張浚深吸了一口氣,突然緩緩跪拜在地道:“臣請主公早下決斷!”
王霖麵上笑容頓一滯。
張浚是翰林出身的文臣,他突然如此大禮又以主公相稱,自然是要勸進了。
蕭奪裡賴心驚,趕緊扯了扯耶律餘裡衍,兩女悄然也退出白虎節堂。
王霖沉默片刻,輕道:“德遠,何以如此?”
張浚道:“王爺,臣與伴山先生今日之所以反對北伐,主要就是擔心主公大業未成,後方不穩。

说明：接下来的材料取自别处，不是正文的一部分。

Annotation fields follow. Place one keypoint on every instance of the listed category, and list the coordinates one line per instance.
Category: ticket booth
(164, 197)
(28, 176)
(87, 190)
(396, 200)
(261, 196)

若主公此時舉兵北伐,京師但凡稍有動蕩,主公今日之局麵便會瞬時化為烏有!”
“主公如今之局麵,貌似鮮花著錦烈火烹油,其實內裡隱患極大。主公威望建在赫赫軍功之上,此刻,若有一場敗績,朝中必生動蕩,主公多年辛勞便會化為泡影。”
“而此時,天下歸心,士林阻力也小,正是主公再進一步的最佳良機。
隻要主公登基稱帝,號令天下,徹底掌控朝政,光複燕雲其實就在彈指一揮間。而此後,是滅金還是與金劃界為治,都可進可退。”
王霖沉默了下去。
良久,他才輕歎一聲道:“德遠,既然話都說到這份上了,我也不瞞你,孤非矯情之人,隻是孤思之再三,此時稱帝,似乎還差點火候。”

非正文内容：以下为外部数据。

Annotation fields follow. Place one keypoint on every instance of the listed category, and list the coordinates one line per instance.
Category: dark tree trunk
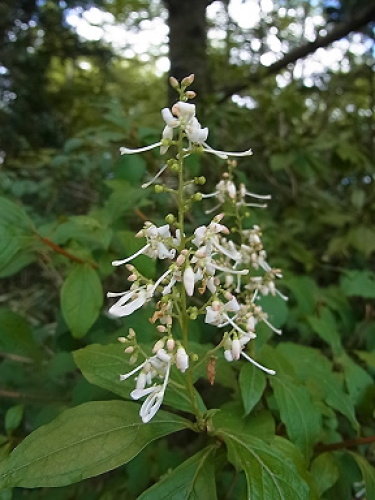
(188, 43)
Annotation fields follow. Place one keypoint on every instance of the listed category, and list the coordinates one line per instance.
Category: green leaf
(325, 471)
(358, 381)
(81, 299)
(252, 384)
(367, 357)
(276, 309)
(13, 418)
(230, 418)
(326, 327)
(16, 336)
(6, 494)
(102, 365)
(314, 368)
(83, 442)
(13, 215)
(130, 168)
(359, 284)
(362, 239)
(193, 479)
(269, 473)
(297, 411)
(304, 291)
(9, 246)
(368, 474)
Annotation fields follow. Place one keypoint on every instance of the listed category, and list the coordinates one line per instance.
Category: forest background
(293, 80)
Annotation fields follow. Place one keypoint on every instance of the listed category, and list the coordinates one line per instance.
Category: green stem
(184, 319)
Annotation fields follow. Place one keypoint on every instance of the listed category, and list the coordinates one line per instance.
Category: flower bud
(170, 344)
(188, 80)
(163, 356)
(182, 360)
(158, 345)
(170, 218)
(236, 348)
(174, 82)
(188, 280)
(228, 355)
(141, 381)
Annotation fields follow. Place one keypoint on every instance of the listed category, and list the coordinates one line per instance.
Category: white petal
(267, 370)
(127, 151)
(150, 406)
(188, 280)
(128, 259)
(236, 349)
(139, 393)
(121, 310)
(182, 360)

張浚道:“主公無非擔心改朝換代,天下勤王四起,牽扯主公抗金的精力。”
“主公,趙宋已失天下人心。天下士族若說還有些許反對主公者,無非是擔心主公崇武輕文,導致日後武夫當國,士族高門利益儘喪。
如此,臣以為,主公當以退為進,破而後立!”
王霖深望著張浚:“這話怎麼說?”
張浚起身伏在王霖身側從容而談。
王霖聽著,麵色漸漸變得平靜無波。
……
又兩日。
真定大元帥府的軍事會議上,王霖不顧張浚、馬擴、黃岐善等人的強烈反對,一意孤行,執意出兵北伐燕雲。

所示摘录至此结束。